The Reformation had not produced a nation of one mind as to religious observance, though people of that age, lacking the wider vision of our own, still believed that uniformity was possible. There were four main divisions: the Arminians or Anglicans, the Puritans, the Presbyterians, and the Roman Catholics. The first two in some way corresponded to the High and Low Church of to-day, for both were within the pale of the Church of England. Like the Roman Catholics, the Arminians believed in the authority and traditions of the Church. For them the Reformation did not introduce any new form of worship, but simply swept away abuses that had gathered round the old. They retained most of the beautiful liturgy and the symbols of the faith, though they staunchly denied the supremacy of the Pope.

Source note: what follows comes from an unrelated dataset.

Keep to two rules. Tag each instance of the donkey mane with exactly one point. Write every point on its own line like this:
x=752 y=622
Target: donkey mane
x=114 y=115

The Puritans, on the other hand, though for the most part they still remained within the Church of England, thought that the Reformation had not gone far enough. The old traditions were hateful to them. They desired a purer form of worship founded solely on the Bible. The Book should be diligently studied, not only in order to "justify the ways of God to man," but in order that the creature might understand the will of the Creator. The cross in baptism, the ring in marriage, the cap and surplice and official robes, the very Prayer Book itself, were but superstitions. They wanted the pure Word of God. Unfortunately for such guidance through the mazes of this troublesome world, the Bible is capable of many interpretations in accordance with the point of view of the reader, and the Puritans themselves were to split into many different sects. But, for good and ill, they were fated to play an enormous part in shaping the destinies not only of England but of that "new world called America." Fanatics there were among them, without doubt, but the majority were. people of sincere conviction, to whom life was a serious business, not alone here and now, but as the preparation for a world to come.

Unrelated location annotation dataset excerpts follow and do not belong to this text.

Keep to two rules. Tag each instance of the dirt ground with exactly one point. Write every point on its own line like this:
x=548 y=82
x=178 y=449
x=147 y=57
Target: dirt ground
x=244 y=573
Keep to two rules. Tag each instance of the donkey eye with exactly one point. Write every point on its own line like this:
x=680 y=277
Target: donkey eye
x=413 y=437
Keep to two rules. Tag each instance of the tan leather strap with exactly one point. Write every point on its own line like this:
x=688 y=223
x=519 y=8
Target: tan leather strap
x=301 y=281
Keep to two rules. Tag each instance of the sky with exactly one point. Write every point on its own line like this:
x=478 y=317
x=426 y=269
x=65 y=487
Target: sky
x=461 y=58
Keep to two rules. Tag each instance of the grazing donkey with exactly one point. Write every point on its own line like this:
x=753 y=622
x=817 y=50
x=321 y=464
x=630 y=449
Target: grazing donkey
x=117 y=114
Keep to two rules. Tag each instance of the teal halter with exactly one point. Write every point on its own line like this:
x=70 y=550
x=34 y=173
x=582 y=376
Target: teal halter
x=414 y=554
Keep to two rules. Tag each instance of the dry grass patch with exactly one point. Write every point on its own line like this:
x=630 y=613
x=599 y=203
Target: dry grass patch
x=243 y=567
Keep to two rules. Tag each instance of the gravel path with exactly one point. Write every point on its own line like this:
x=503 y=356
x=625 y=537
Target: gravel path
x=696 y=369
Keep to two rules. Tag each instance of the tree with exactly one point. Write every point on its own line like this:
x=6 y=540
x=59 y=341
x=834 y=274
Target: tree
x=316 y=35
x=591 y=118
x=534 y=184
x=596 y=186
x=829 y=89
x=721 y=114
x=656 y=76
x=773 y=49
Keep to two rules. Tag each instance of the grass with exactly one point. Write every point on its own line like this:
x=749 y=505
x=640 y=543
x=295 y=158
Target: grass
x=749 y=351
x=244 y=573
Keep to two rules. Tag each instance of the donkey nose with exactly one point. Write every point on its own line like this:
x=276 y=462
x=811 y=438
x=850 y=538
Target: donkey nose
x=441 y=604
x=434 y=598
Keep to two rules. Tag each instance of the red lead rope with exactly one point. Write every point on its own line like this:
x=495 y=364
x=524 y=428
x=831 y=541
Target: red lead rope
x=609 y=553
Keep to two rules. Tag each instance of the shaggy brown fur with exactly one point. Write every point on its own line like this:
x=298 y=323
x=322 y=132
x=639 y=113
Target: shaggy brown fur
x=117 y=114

The Presbyterians desired an entirely remodeled Church with another form of government. Bishops and priests were abhorrent to them, and presbyters and elders were to take their place. The discipline was strict, and offending members could be called before a Presbytery for any offence in life or doctrine, to listen meekly to grave rebuke or the sentence of expulsion from the Church. The Presbytery, too, claimed the power of declaring the mind of God "in all questions of religion."
The Roman Catholics were the adherents of the faith that had grown up from earliest times through the Middle Ages, which they held unchanged and unchangeable. Their supreme earthly head was the Pope, who was infallible in his judgments. They revered and worshipped the Virgin as they did her Son, and they held that the bread and wine used in the service of the Mass were in some mystical way changed into the body and blood of Christ.
All parties looked to James I to do something for them. The hopes of the Presbyterians ran high, for he had been bred among them. This, however, was little recommendation to him, for he had grown heartily tired of their long dissertations and admonitions. The Roman Catholics looked to the son of Mary Stuart to allow them a larger measure of toleration; ultimately they hoped that Roman Catholicism would once more become the State religion—but the time was not yet ripe for it. James had promised them a certain amount of freedom, but no sooner had he ascended the throne than the laws against them were so rigorously enforced that the extremists formed the Gunpowder Plot. Its discovery led to far harsher laws against the Roman Catholics, and thenceforth they were obliged to receive the Mass in secret as though they were committing a crime.
The Puritans also hoped for many things from the new reign, as did the Arminian. The latter came off the better. 'No Bishop, no King,' came to be the motto of the House of Stuart. It was a case of mutual service: if the bishops preached the 'divine right,' the kings could not but support them.
The political and religious troubles were to lead to civil war, to the death of Charles I, to the Commonwealth, and to the Restoration.